Phrase1 = StripChars(Phrase1, " ")
SplitSpace1:
arr1 = Split(Phrase1, " ")
Phrase2 = StripChars(Phrase2, " ")
SplitSpace2:
arr2 = Split(Phrase2, " ")
ReDim arrScores(LBound(arr1) To UBound(arr1), LBound(arr2) To UBound(arr2))
ReDim arrPositions(LBound(arr1) To UBound(arr1))
ReDim arrSequence(LBound(arr1) To UBound(arr1))
' Test for deleted spaces.
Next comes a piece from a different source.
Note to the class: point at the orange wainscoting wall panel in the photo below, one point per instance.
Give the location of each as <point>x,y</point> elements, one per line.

This is a lot of work, but a missing space is a
' common error and the effects are out of all proportion to the size of the
' error: so much so that I'm prepared to risk the occasional 'false alarm'.
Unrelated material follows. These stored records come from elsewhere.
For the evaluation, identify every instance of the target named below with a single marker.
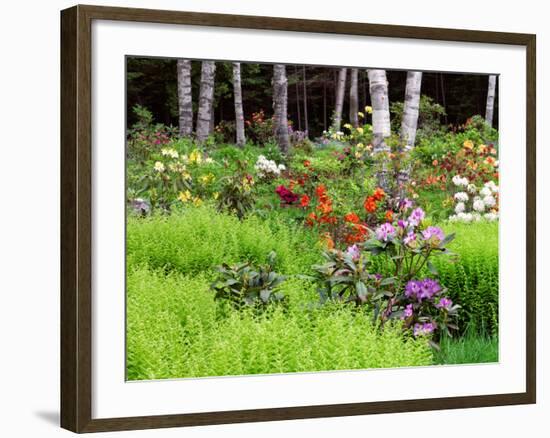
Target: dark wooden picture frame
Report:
(76, 218)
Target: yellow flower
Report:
(184, 196)
(195, 156)
(169, 152)
(468, 144)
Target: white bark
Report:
(239, 114)
(489, 111)
(206, 98)
(280, 101)
(353, 98)
(411, 110)
(340, 90)
(185, 99)
(378, 87)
' It may even be worth repeating these two loops using fuzzy-matching with
' Levenshtein scores rather than the simple string-comparisons shown below:
For i = LBound(arr1) To UBound(arr1) - 1
If arr1(i) <> "" And arr1(i + 1) <> "" Then
s1 = arr1(i) & arr1(i + 1)
For j = LBound(arr2) To UBound(arr2)
If UCase(arr2(j)) = UCase(s1) Then
Phrase2 = Substitute(Phrase2, arr2(j), arr1(i) & " " & arr1(i + 1), 1, Compare)
GoTo SplitSpace2
End If
Next j
End If ' arr(i) = "" Or arr(i + 1) = "" Then
Next i
For j = LBound(arr2) To UBound(arr2) - 1
If arr2(j) <> "" And arr2(j + 1) <> "" Then
s2 = arr2(j) & arr2(j + 1)
For i = LBound(arr1) To UBound(arr1)
If UCase(arr1(i)) = UCase(s2) Then
Phrase1 = Substitute(Phrase1, arr1(i), arr2(j) & " " & arr2(j + 1), 1, Compare)
GoTo SplitSpace1
End If
Next i
End If
Next j
' Initialise the positions array with a negative value denoting 'not found'
For i = LBound(arr1) To UBound(arr1)
arrPositions(i) = -1
iTotalLen = iTotalLen + Len(arr1(i))
Next i
' For each word in Phrase 1, identify the closest matching in Phrase 2 and record its position.
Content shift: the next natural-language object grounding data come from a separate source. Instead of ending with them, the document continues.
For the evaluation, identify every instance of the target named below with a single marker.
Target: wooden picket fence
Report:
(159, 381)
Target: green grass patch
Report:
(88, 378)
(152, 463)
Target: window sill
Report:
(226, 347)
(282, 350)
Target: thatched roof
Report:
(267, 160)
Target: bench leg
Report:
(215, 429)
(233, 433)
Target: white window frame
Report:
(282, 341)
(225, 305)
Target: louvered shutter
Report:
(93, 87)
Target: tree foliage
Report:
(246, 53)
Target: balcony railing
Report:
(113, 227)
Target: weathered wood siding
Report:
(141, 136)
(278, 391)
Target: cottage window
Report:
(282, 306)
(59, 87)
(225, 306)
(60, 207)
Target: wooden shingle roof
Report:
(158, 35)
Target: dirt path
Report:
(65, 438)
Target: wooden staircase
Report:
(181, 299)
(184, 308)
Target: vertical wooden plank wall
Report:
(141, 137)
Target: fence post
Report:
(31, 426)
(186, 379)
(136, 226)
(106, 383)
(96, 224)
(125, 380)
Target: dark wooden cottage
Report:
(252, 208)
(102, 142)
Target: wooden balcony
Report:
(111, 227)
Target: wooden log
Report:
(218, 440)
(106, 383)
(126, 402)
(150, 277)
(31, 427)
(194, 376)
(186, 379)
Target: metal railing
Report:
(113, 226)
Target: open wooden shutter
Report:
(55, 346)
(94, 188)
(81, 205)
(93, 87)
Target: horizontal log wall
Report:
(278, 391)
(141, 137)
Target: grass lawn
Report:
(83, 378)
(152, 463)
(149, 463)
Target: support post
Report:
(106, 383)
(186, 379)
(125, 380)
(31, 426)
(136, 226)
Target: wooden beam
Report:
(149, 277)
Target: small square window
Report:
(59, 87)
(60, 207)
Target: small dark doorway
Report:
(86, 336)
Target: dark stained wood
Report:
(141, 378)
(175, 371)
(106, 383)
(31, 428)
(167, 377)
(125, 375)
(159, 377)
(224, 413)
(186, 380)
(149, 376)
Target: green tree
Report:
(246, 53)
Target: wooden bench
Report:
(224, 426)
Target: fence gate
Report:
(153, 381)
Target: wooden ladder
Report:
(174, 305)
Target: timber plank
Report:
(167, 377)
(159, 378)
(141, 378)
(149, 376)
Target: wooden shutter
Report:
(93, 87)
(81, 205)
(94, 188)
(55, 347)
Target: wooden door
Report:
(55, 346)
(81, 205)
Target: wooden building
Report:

For i = LBound(arr1) To UBound(arr1)
s1 = arr1(i)
dBest = 0
iPos = -1
For j = LBound(arr2) To UBound(arr2)
s2 = arr2(j)
dScore = 0
dScore = MatchWord(s1, s2, Compare)
arrScores(i, j) = dScore
If dScore > dBest Then
dBest = dScore
iPos = j
End If
Next j
If iPos >= 0 Then
arrPositions(i) = iPos
End If
Next i
' Resolve collisions - two or more words in P1 that have 'best match' scores on the same word in p2
' In theory this could be done without using the positions vector, as the information is in arrScores
' In practice, arrPositions saves processing steps
For i = LBound(arrPositions) To UBound(arrPositions)
iPos = arrPositions(i)
For j = i + 1 To UBound(arrPositions)
If iPos = arrPositions(j) And iPos >= 0 Then
' Collision detected: which word has the best score?
d1 = arrScores(i, iPos)
d2 = arrScores(j, iPos)
If d2 > d1 Then
'discard this recorded 'best match' position:
arrScores(i, iPos) = -1
'find the second-best score for d1
dBest = 0
kPos = -1
For k = LBound(arrScores, 2) To UBound(arrScores, 2)
dScore = 0
dScore = arrScores(i, k)
If dScore > dBest Then
dBest = dScore
kPos = k
End If
Next k
' reset this conflicting position as word (i)'s match in phrase 2:
arrPositions(j) = kPos
' There is now a possibility that we have caused
' a collision with a previous word in Phrase 1:
If k < i Then
For k = LBound(arrPositions) To k - 1
If arrPositions(k) = kPos Then
'restart the loop at the colliding value
i = k
j = UBound(arr1) + 1
Exit For
End If
Next k
End If ' k<1
Else
' discard this recorded 'best match' position:
arrScores(j, iPos) = -1
'find the second-best score for d2 *after* the current position
dBest = 0
kPos = -1
For k = j + 1 To UBound(arr2)
dScore = 0
dScore = arrScores(j, k)
If dScore > dBest Then
dBest = dScore
kPos = k
End If
Next k
arrPositions(j) = kPos
End If ' d2 > d1
End If
Next j
Next i
' Constructing a sequence-matching score:
' If we were scoring jumbled sentences of unaltered words, we'd use an edit distance algorithm;
' several are available, including replicating the Levenshtein distance at the word level. I've
' chosen a crude single-pass algorithm with a forward bias, that 'expects' the word sequence to
' resynchronise after each out-of-sequence word. It's quick, and the bias is valid - word-order
' is not neutral in real-life examples, and the heavy penalty for word transpositions reflects
' my belief that this is a more significant 'edit' than character transpositions in a word. A
' more rigorous treatment would venture into the realms of natural-language processing; that is
' out-of-scope for this application and far too ambitious for a self-contained function in VBA.
' Worked example:
' Compare two Phrases:
' "ABC DEF GHI JKL MNO PQR STU VWX", "ABC DEF JKL STU MNO PQR VWX"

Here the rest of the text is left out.